In order to come into deeper contact with the reality of both the outer and inner worlds of his experience, Pollack devised a radical new way of approaching the canvas. His technique was to lay very large pieces of canvas on the ground - not on a conventional easel - and, using sticks and other instruments, he would allow the dripping paint to interact with the surface of the canvas. He would walk around the canvas while using this technique.

In this way, Pollack claimed, he came more in contact with his medium and was able to express himself in a way that would not have been possible using conventional painting techniques. "When I am in my painting, I'm not aware of what I'm doing. It is only after a sort of "get acquainted" period that I see what I have been about. I have no fears about making changes, destroying the image, etc., because the painting has a life of its own.

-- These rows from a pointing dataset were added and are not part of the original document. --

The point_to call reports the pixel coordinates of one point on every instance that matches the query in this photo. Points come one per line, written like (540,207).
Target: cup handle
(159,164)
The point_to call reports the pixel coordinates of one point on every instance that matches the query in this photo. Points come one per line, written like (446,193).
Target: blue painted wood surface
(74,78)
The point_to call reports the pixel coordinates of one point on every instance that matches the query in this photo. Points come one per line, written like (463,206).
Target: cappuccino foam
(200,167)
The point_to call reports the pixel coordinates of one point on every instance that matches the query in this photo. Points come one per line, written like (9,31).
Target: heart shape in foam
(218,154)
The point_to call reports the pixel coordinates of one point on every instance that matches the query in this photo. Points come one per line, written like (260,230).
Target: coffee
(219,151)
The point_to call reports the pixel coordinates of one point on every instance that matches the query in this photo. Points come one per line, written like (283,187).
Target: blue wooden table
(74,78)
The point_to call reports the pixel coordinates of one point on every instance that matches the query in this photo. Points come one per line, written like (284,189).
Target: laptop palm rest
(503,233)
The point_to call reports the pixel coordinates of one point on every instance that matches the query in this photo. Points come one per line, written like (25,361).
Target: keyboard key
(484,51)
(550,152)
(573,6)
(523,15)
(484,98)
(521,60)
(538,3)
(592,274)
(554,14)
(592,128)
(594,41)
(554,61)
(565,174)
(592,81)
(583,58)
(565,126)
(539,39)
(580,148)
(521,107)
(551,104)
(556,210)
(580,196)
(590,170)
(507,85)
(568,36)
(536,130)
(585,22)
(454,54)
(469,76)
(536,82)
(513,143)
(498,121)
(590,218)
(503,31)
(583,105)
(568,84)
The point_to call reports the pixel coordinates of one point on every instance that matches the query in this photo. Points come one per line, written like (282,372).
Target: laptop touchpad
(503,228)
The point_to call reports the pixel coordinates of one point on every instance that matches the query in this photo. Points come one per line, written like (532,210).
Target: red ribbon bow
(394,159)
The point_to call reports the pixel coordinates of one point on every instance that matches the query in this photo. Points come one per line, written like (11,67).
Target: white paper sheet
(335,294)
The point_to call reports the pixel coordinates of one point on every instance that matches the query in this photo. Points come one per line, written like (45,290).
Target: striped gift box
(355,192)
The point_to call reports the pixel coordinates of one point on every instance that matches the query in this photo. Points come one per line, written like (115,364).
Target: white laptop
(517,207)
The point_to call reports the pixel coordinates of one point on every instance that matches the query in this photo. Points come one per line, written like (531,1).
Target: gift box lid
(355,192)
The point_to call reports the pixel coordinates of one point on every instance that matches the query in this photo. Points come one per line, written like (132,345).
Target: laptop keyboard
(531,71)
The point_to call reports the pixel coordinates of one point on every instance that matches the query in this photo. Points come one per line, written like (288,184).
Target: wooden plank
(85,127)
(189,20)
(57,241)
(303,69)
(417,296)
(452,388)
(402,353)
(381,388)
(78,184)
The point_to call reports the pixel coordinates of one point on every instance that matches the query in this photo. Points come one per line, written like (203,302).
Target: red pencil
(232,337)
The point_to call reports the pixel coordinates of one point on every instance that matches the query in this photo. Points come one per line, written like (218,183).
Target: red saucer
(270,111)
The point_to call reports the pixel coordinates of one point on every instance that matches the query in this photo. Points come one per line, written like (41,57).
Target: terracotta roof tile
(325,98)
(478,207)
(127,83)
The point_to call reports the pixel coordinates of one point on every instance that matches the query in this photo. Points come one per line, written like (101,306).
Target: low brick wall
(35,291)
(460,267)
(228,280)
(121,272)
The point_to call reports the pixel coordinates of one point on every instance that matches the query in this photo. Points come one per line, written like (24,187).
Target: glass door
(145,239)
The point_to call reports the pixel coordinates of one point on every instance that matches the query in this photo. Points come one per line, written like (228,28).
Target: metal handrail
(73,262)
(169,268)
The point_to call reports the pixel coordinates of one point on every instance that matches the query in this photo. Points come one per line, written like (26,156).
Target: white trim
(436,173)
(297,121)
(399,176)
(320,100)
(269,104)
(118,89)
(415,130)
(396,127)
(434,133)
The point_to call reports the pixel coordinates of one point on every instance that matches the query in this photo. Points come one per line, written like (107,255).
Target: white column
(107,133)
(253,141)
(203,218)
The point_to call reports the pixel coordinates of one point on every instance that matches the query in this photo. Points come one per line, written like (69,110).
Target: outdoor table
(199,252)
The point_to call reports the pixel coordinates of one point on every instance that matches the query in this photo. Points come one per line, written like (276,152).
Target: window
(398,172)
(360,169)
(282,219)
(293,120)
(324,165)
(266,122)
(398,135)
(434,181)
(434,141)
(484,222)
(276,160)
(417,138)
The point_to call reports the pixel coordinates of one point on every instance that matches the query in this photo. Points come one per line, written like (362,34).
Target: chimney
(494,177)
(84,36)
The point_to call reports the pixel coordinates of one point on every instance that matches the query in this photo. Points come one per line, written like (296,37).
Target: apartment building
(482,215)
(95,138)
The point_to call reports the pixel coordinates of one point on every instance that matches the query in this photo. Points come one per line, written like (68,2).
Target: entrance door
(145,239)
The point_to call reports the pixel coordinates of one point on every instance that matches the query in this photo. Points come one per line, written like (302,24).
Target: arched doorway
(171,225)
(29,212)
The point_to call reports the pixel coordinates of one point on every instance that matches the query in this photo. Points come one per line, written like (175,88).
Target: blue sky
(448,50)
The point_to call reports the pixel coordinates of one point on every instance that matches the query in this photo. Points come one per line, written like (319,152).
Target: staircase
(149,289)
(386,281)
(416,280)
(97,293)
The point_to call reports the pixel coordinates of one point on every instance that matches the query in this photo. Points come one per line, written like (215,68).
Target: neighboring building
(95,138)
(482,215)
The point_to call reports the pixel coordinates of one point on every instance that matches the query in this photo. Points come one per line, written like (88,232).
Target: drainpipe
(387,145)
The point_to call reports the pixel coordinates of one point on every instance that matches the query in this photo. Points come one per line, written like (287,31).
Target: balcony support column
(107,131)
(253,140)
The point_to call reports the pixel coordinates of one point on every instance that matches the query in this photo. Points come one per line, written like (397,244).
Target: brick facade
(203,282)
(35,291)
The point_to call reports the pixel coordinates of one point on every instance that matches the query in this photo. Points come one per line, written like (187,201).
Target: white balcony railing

I try to let it come through." (Jackson Pollock) Using this method he produced beautiful canvases with interlocking and interlaced colors which were completely abstract, such as Full Fathom Five and Lucifer which were both painted in 1947. There were developments and enhancements in his technique of painting and later he would create a style which was characterized by a crisscrossing of lines in black and whites and muted colors. An example of his later style is the painting Ocean Grayness (1953.

The renowned critic of modernism and art Herbert Read, stated that the originality of Pollock's work could be found in the phrase" concrete pictorial sensations." (Read, Herbert. P. 262) By this he meant that the artist was creating independent artistic creations which were expressions of experience which did not necessarily relate to any other references; or to things outside of itself. This meant that the images that Pollock created were expressions of a new sense of artistic freedom.

This sense of freedom was based on the experimental and unrestricted expressions of artistic innovation that the Surrealists first displayed. "Pollock owed his 'radical new sense of freedom' to the unprecedented and automatic methods of the Surrealists..." (Ibid. 260) However the work that he created had a specific and unique sense of.